In order to account for variability and uncertainty in electrophysiology and mechanics models, reduced order models and uncertainty quantification techniques have been exploited and developed; in particular, machine learning algorithms have been integrated in the framework of reduced order modeling to provide reliable and rapid evaluations of cardiac quantities of interest by changing physically meaningful parameters for cardiac electrophysiology.

Aiming at personalized treatment, we dealt with patient-specific geometries provided by our clinical partners. With this aim, we established and developed (semi-automatic) computational pipelines for the numerical simulation starting from image acquisition, geometry segmentation, and meshing procedures of the computational domain.

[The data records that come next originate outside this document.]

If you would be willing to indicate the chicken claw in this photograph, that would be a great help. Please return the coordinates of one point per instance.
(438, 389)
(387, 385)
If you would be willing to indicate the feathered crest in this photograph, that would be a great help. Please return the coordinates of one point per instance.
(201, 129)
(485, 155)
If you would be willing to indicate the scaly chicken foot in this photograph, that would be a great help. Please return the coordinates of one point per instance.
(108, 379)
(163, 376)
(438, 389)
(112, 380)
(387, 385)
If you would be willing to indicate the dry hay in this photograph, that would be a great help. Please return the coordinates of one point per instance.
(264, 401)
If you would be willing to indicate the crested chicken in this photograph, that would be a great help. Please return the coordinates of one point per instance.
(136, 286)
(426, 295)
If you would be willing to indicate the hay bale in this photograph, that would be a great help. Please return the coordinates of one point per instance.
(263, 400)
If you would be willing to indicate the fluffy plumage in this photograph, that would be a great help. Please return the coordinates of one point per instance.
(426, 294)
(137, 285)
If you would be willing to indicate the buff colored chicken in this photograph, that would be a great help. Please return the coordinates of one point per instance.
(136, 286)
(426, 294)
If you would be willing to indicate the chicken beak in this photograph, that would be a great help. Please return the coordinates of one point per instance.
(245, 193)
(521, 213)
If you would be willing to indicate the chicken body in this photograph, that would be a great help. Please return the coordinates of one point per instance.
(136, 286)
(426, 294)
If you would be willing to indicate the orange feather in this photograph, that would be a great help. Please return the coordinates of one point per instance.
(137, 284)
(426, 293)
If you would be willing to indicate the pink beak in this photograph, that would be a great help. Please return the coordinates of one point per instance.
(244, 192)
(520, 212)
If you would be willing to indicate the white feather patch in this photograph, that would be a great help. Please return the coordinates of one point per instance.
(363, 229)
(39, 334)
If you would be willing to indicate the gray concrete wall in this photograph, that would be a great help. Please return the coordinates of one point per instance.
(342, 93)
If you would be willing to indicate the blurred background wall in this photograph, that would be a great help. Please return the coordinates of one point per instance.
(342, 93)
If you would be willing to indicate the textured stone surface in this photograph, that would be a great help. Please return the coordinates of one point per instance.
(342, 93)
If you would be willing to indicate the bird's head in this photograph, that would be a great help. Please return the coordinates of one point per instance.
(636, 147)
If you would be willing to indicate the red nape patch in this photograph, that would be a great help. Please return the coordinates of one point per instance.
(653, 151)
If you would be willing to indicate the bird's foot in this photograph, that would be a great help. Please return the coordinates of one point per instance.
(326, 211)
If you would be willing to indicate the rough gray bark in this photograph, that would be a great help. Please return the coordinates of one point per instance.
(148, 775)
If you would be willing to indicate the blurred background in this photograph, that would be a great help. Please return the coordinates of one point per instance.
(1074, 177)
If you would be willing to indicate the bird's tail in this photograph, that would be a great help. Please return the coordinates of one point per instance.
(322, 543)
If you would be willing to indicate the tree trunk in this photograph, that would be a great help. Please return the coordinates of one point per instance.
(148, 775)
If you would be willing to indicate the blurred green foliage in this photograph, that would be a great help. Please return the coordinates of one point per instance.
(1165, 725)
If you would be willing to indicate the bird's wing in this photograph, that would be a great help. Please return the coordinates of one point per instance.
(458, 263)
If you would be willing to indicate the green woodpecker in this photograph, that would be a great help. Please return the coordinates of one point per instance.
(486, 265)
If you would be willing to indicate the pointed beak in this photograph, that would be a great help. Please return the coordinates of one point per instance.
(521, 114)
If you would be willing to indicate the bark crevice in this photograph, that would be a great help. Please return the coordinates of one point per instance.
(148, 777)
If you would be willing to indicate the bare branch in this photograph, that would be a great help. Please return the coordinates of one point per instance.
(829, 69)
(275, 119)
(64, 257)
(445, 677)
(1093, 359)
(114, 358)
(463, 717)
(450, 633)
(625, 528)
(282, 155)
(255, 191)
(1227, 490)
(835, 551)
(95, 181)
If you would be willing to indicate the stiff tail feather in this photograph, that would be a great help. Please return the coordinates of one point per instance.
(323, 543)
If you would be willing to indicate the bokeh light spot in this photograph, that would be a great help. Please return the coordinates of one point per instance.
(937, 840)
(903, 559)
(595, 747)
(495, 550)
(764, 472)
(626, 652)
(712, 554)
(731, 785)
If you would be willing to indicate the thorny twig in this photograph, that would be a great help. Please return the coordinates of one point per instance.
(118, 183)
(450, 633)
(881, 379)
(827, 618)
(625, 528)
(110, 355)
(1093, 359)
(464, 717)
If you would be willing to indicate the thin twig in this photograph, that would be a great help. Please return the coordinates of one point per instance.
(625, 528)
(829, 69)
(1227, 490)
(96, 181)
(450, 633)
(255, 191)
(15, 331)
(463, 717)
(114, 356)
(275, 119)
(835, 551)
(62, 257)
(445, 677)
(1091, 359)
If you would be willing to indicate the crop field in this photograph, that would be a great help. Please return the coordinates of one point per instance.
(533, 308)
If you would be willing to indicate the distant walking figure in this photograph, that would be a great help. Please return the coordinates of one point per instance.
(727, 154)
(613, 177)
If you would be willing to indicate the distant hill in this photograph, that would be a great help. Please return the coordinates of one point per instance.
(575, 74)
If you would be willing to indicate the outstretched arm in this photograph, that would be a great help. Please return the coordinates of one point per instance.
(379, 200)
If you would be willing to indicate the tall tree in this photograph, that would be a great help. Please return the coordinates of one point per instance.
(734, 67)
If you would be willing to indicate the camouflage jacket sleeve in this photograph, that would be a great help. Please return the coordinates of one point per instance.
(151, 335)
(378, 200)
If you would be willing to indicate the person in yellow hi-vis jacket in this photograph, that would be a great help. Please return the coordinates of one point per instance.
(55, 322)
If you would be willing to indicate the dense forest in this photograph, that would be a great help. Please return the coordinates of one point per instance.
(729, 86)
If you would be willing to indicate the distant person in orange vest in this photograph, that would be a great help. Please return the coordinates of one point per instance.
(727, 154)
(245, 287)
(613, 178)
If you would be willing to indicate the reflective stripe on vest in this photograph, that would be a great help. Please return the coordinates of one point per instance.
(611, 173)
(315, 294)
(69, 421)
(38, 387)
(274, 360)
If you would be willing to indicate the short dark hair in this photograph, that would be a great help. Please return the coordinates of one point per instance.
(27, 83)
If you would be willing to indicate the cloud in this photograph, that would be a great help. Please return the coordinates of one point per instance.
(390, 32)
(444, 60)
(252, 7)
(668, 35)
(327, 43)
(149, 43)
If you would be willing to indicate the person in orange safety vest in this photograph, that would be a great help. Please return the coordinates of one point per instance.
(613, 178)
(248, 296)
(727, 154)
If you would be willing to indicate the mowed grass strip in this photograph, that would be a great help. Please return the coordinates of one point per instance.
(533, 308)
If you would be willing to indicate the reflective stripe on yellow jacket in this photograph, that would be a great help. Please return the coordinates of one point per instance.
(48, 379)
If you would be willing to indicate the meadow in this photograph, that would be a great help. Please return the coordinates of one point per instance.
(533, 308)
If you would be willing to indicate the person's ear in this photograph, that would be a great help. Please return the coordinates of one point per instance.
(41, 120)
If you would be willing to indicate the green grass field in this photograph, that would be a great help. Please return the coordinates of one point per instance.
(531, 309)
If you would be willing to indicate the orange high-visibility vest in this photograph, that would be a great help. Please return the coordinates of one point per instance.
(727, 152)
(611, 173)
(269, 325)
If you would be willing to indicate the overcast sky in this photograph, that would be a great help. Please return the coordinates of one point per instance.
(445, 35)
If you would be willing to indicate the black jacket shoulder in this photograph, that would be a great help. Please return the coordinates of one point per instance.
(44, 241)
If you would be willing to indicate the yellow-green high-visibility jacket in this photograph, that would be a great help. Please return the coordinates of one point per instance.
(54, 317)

We started addressing a wide array of pathological conditions for the human heart in collaboration with several clinical partners. Among these, we tackled and numerically studied the most common and diffuse electric dysfunctions, like ischemia, ventricular tachycardia, and atrial fibrillation, other than highlighting their implications on the overall cardiac function in terms of mechanics and fluid dynamics behavior. Valve pathologies have been studied as well, mainly regarding the aortic and mitral valves. For the latter, our efforts were directed both on the understanding of the effects of the pathology, other than studying possible scenarios post-surgical intervention.
The research carried out within the project so far shows significant enhancements with respect to the state-of-the-art. The most remarkable one is the mathematical rigor that distinguishes all the advancements made in the development of core cardiac models, other than for their numerical integration. The work done in the first reporting period paves the way for a unique form of integration of core cardiac models towards the development of a fully coupled model for the whole cardiac function. Several outstanding clinical collaborations pushed mathematical modeling well towards clinical exploitation and the opportunity of effectively tackling cardiac pathological conditions with significant social and economic impacts. This is definitely beyond the state-of-the-art of current research in Mathematics.

The major result expected by the end of the project will be the development of a mathematically rigorous and fully integrated model for the human heart function that is able to account for all the core cardiac components. Software libraries will be delivered to the general public for the accurate and efficient solution of such cardiac model. We also expect to deliver "game changer" computational pipelines for the systematic treatment of several cardiac diseases and establish their clinical exploitation.